Dans le débat actuel, le premier ministre et le gouvernement
auraient-ils déjà oublié les vérités
économiques dont ils nous parlaient alors, dont on se servait pour
repousser un fabricant dont le "know how" était également bien
connu? (21 h 30)
M. le Président, on a demandé pourquoi le
précédent gouvernement n'avait pas agi dans ce difficile dossier
de l'amiante. La question a été posée à plusieurs
reprises. Pourquoi toutes les études avaient-elles été
repoussées? Pourquoi avaient-elles été mises sur les
tablettes à l'exemple de beaucoup d'autres dans le Québec?

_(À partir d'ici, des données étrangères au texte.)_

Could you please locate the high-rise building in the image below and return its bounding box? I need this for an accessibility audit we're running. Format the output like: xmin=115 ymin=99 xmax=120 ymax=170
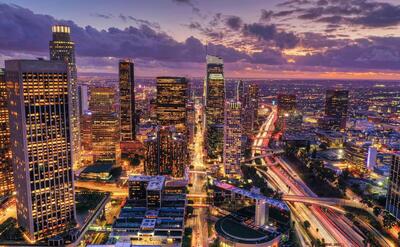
xmin=236 ymin=80 xmax=245 ymax=104
xmin=277 ymin=94 xmax=296 ymax=118
xmin=323 ymin=90 xmax=349 ymax=130
xmin=89 ymin=87 xmax=119 ymax=162
xmin=5 ymin=60 xmax=75 ymax=241
xmin=81 ymin=111 xmax=93 ymax=151
xmin=223 ymin=100 xmax=242 ymax=177
xmin=386 ymin=153 xmax=400 ymax=220
xmin=204 ymin=55 xmax=225 ymax=159
xmin=0 ymin=69 xmax=14 ymax=198
xmin=242 ymin=84 xmax=260 ymax=137
xmin=49 ymin=25 xmax=81 ymax=167
xmin=119 ymin=59 xmax=136 ymax=141
xmin=277 ymin=94 xmax=303 ymax=132
xmin=78 ymin=85 xmax=89 ymax=116
xmin=144 ymin=126 xmax=187 ymax=178
xmin=156 ymin=77 xmax=188 ymax=137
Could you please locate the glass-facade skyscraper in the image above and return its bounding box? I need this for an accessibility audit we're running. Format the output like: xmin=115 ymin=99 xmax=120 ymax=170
xmin=386 ymin=153 xmax=400 ymax=219
xmin=223 ymin=100 xmax=242 ymax=178
xmin=49 ymin=25 xmax=81 ymax=168
xmin=144 ymin=126 xmax=187 ymax=178
xmin=156 ymin=77 xmax=189 ymax=137
xmin=5 ymin=60 xmax=75 ymax=241
xmin=324 ymin=90 xmax=349 ymax=130
xmin=0 ymin=69 xmax=14 ymax=199
xmin=119 ymin=59 xmax=136 ymax=141
xmin=89 ymin=87 xmax=119 ymax=162
xmin=204 ymin=55 xmax=225 ymax=159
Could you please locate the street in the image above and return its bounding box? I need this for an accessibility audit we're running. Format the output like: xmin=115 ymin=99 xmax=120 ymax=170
xmin=253 ymin=105 xmax=363 ymax=246
xmin=187 ymin=102 xmax=208 ymax=247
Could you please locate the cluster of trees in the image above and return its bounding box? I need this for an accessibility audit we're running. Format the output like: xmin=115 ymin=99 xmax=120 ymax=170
xmin=241 ymin=165 xmax=274 ymax=197
xmin=285 ymin=145 xmax=346 ymax=197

Peut-être pourrais-je vous soumettre qu'à l'exemple de beaucoup
d'autres dans le Québec les vérités économiques
dont votre chef parlait étaient telles alors et sont telles aujourd'hui
qu'il valait mieux, dans le temps, faire un aveu d'impuissance et parfois
éviter une catastrophe, d'ailleurs, que je ne souhaite pas.
On a demandé aux membres de l'Opposition d'être très
prudents dans ce dossier. Je sais qu'un secteur vital de l'économie du
Québec est entre les mains de monopoles étrangers qui s'en sont
servi de manière souventefois détestable pour
l'ensemble des Québécois. Personne, de ceux qui sont le
moindrement sérieux du côté de l'Opposition, n'accepte ce
point de vue.
Si, dans les années qui viennent de s'écouler, les
gouvernements on pourra dire ce qu'on voudra des gouvernements de
l'Union Nationale ou du Parti libéral n'ont pas trouvé,
dans des conditions économiques meilleures que celles qu'on
connaît aujourd'hui, le moyen d'agir, de placer un secteur témoin
dans le dossier de l'amiante, c'est peut-être que, quand on est
allé à fond dans le dossier, on s'est aperçu que ce serait
un achat qui nous donnerait la queue du chat, mais que le gouvernement ne
pourrait jamais acheter le corps et la tête. C'est peut-être pour
cela que les gouvernements précédents ont été
prudents. Et peut-être que leur nationalisme était aussi
éveillé qu'il l'est aujourd'hui, malgré qu'il est moins
extériorisé. De toute façon, le gouvernement a
décidé de son lit. C'est son droit de tenter de présenter
un tel projet de loi en Chambre. J'espère qu'il prendra toutes les
précautions qui s'imposent. Mais dans ce type de dossier, les
précautions qu'on avait connues lors de l'achat de
l'électricité, où ce fut calculé à quelques
millions près, avec toutes les précautions prises en Bourse, ce
sont des précautions qui n'ont pas été prises dans le
dossier actuel. Je regrette, avec le peu de renseignements qui sont à
notre disposition, il m'est impossible de voter pour le projet de loi no
70.
Le Président suppléant (M. Boucher): M. le
député du Lac-Saint-Jean.
M. Jacques Brassard
M. Brassard: M. le Président, je pense qu'il nous faut
faire ressortir... J'ai le droit de parole, M. le député de
Brome-Missisquoi. Le président me l'a accordé.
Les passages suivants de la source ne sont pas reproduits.